Comme un rêve, le texte de Credo demande à être interprété. Fait de mots, d’images, d’émois, il devient parfois cauchemar. Échappé de l’inconscient, il garde sa part de mystère, d’ombre et de poésie. Il mêle le vrai et le faux, la réalité interne et la réalité externe : « Ensuite, je te raconterai toutes sortes d’histoires fausses et vraies, sans que tu puisses démêler le mensonge de la vérité. » À la manière d’un rêve, c’est un texte fragmenté autant dans les phrases, dans les lieux que dans les temporalités; et, surtout, il existe bien au-delà de tout ce qu’on pourrait en dire.

 

Ce texte, ce sont les paroles d’une femme à un homme. Cette femme existe par les mots : elle se souvient, revit la douleur, fantasme la torture, veut tuer et fait tout s’écrouler par le pouvoir des mots. L’enfance lui revient par bribes, selon des voies associatives, à travers des scènes tantôt froides, tantôt pleines d’horreur. Des scènes que ne nourrit aucun amour. Puisqu’il lui était interdit de commencer une phrase par « je », les frontières entre le « je » et le « tu » ont été mal définies. Elle se perçoit, ce soir, dans la patience de la haine, comme un amas de ferraille, une carcasse mue par un immense désir sexuel, une machine à tuer.

 

Elle parle, elle boit, elle attend cet homme. Elle le nourrit, lui sert à boire.

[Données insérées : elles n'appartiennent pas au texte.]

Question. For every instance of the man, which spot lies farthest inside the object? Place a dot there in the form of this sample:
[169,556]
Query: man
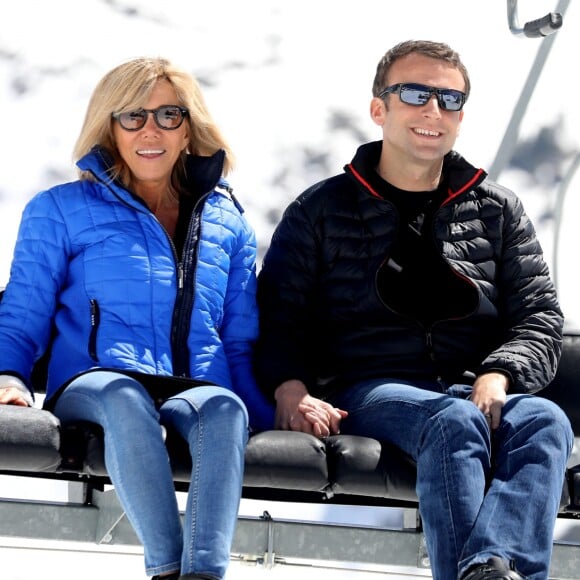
[407,299]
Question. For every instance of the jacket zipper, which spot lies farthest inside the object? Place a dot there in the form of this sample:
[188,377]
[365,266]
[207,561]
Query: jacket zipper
[95,322]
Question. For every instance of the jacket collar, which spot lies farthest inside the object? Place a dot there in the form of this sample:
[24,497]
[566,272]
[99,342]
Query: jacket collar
[460,174]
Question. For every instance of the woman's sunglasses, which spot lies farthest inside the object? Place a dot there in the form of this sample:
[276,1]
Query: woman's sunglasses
[168,117]
[418,95]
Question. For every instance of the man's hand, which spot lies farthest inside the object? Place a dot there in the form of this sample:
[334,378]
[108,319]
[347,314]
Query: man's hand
[296,410]
[13,396]
[489,395]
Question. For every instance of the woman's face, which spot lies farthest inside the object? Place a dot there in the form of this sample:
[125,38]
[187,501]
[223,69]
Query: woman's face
[151,152]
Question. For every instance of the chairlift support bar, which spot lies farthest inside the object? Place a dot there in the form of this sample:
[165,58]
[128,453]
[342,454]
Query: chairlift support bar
[510,138]
[534,28]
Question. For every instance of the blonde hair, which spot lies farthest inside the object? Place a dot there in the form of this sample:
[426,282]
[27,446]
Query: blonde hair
[127,87]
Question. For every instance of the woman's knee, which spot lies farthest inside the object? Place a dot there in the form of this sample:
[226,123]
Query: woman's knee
[111,392]
[212,404]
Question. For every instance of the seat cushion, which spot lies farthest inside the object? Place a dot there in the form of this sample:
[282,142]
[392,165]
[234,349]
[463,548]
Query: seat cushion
[29,439]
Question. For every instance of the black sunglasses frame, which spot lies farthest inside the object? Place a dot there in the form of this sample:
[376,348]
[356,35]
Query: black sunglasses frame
[400,88]
[155,112]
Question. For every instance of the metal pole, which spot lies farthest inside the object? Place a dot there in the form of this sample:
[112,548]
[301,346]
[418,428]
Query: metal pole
[508,144]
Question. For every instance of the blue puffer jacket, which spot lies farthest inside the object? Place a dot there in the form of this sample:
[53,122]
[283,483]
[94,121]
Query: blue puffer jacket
[96,274]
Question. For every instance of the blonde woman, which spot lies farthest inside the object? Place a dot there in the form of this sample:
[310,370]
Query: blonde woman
[141,278]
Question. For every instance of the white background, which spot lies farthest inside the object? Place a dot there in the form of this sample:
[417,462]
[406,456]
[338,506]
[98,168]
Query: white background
[277,76]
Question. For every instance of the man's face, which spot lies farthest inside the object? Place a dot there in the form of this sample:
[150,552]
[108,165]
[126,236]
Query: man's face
[424,133]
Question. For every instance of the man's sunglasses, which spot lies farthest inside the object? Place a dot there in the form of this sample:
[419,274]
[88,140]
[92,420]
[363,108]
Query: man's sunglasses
[418,95]
[168,117]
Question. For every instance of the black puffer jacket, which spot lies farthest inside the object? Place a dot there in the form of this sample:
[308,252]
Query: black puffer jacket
[325,322]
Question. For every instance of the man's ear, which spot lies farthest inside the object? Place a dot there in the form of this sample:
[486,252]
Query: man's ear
[378,110]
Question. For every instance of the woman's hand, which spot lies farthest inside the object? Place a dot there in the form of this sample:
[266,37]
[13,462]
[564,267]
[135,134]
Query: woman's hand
[13,396]
[296,410]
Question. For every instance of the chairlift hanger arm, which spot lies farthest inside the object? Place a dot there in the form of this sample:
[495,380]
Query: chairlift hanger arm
[538,28]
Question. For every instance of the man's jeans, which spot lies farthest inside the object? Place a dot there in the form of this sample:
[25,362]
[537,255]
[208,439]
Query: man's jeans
[480,495]
[213,421]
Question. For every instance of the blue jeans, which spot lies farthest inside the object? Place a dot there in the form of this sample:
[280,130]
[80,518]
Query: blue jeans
[213,421]
[480,494]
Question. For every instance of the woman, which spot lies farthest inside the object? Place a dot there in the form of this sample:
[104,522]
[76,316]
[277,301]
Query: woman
[140,276]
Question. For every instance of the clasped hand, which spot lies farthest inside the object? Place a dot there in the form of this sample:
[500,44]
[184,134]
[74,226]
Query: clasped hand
[296,410]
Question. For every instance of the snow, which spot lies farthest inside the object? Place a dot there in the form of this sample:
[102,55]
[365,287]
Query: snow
[290,84]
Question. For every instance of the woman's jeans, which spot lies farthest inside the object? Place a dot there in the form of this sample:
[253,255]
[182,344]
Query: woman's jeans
[213,421]
[480,494]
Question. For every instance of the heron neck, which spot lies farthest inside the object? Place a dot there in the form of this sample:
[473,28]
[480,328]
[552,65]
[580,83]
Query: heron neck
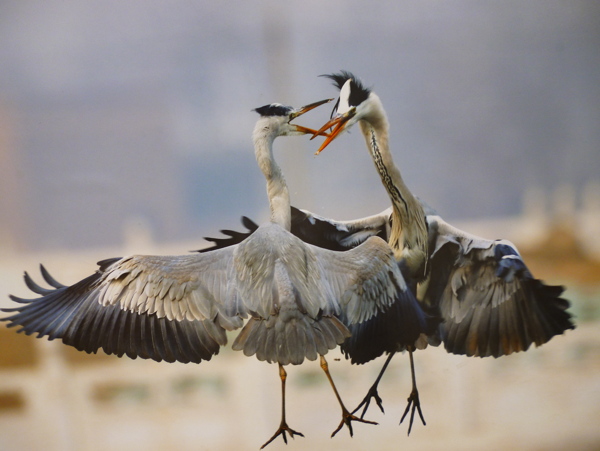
[277,190]
[408,236]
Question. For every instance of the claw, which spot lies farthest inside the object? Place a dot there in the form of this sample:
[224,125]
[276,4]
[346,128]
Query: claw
[413,400]
[283,428]
[347,419]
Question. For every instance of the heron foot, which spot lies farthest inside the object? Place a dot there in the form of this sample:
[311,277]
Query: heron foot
[283,429]
[372,394]
[413,400]
[347,419]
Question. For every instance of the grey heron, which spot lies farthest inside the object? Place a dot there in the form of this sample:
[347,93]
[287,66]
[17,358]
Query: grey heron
[489,302]
[298,299]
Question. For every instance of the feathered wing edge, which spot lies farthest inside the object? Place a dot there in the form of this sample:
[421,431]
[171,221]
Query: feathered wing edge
[73,314]
[490,303]
[394,329]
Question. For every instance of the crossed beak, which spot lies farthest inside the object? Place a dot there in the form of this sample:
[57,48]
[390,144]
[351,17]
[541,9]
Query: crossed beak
[306,109]
[338,123]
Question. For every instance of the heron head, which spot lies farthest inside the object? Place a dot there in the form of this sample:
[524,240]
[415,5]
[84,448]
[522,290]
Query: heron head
[280,116]
[352,105]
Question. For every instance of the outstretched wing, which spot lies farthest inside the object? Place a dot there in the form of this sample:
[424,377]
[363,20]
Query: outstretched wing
[490,303]
[380,310]
[160,308]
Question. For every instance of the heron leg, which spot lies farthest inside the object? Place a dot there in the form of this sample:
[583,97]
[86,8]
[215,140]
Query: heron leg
[283,427]
[413,399]
[347,417]
[373,393]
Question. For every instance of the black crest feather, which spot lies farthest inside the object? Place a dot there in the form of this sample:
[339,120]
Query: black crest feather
[358,92]
[274,109]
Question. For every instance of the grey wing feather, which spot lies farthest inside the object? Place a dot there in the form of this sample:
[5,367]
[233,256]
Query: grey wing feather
[490,303]
[160,308]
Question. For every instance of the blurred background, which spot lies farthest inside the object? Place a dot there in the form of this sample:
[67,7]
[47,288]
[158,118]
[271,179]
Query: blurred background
[126,127]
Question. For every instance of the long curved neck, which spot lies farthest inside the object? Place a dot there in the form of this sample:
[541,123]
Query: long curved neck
[277,190]
[408,236]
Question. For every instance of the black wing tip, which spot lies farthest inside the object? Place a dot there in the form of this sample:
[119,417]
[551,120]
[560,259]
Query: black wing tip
[232,237]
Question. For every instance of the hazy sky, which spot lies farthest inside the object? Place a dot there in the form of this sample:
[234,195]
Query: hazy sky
[142,109]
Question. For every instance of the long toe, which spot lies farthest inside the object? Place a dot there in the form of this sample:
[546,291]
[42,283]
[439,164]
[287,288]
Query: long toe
[347,419]
[283,429]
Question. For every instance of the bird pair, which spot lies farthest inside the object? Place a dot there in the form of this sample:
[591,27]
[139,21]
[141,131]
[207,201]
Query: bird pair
[295,298]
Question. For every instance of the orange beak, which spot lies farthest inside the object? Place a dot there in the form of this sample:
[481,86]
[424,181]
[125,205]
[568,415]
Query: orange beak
[339,123]
[306,109]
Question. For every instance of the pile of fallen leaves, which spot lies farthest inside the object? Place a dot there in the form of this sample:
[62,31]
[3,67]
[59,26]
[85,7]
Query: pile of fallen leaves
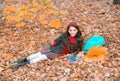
[26,25]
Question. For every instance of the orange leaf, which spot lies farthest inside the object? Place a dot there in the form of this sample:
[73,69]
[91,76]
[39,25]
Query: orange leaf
[56,23]
[42,21]
[20,24]
[8,0]
[10,18]
[96,54]
[9,56]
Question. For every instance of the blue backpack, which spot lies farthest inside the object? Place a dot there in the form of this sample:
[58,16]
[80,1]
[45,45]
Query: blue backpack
[94,41]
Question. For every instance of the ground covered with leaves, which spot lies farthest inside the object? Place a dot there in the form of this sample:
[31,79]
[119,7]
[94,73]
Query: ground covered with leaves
[26,25]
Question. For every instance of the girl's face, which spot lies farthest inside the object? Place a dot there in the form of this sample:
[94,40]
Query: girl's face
[72,31]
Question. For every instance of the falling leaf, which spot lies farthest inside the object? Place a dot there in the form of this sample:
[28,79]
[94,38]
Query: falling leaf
[1,69]
[46,1]
[42,21]
[20,24]
[18,19]
[96,54]
[56,23]
[63,12]
[10,18]
[8,0]
[9,56]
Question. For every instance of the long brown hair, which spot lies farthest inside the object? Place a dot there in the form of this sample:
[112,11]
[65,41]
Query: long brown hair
[78,36]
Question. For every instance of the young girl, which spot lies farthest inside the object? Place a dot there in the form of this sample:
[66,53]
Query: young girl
[68,42]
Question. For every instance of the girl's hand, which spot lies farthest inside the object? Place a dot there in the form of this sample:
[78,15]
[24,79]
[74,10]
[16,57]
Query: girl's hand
[51,42]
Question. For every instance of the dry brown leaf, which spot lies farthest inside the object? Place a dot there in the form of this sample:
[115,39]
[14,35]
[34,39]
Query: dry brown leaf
[1,69]
[42,21]
[96,54]
[8,0]
[9,56]
[56,23]
[21,24]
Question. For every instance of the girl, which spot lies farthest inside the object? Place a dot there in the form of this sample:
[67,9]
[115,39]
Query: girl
[68,42]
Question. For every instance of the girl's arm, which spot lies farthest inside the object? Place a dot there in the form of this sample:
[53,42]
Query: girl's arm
[57,41]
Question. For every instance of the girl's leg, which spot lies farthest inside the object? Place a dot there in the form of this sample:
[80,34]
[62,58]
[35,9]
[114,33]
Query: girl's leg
[40,57]
[33,56]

Il est, comme elle, construit de bric et de broc : « Et j’ai vu ce que tu étais : un oreiller, une chaise, un manteau, une sacoche, un bol, un dictionnaire usé, une armoire de bricolage, un journal. » Il représente pour elle ce métal tordu qui tapisse son âme. Il condense l’interdit et le désir, la solitude et la quête, la douleur. Il est l’objet du mépris. Objet de toutes les croyances, il est ce credo dont elle doit se défaire violemment. Elle sait pourtant que ce meurtre — mais comment le tuera-t-elle? — sera « une manière de suicide ».

 

Texte dense qu’aucune lecture ne saurait épuiser. Comme une spirale, la parole repasse et repart mêlant les sens, fracturant les scènes et les personnages, conduisant l’interprétation dans des lieux jamais clos. S’agit-il de la métaphore d’une lente et douloureuse libération accomplie dans une cure où la parole seule permet l’appropriation de soi et la survie psychique? S’agit-il d’un délire qui enferme la folie dans un labyrinthe refermé sur soi? Ou encore d’un homme qui donne à voir la femme blessée qu’il porte au creux de sa déchirure? Quelle résonance intime ce texte aura-t-il en chacun de nous?

 

À travers ces mots, cette femme trouvera-t-elle, à la fin, le silence qu’elle associe à la beauté?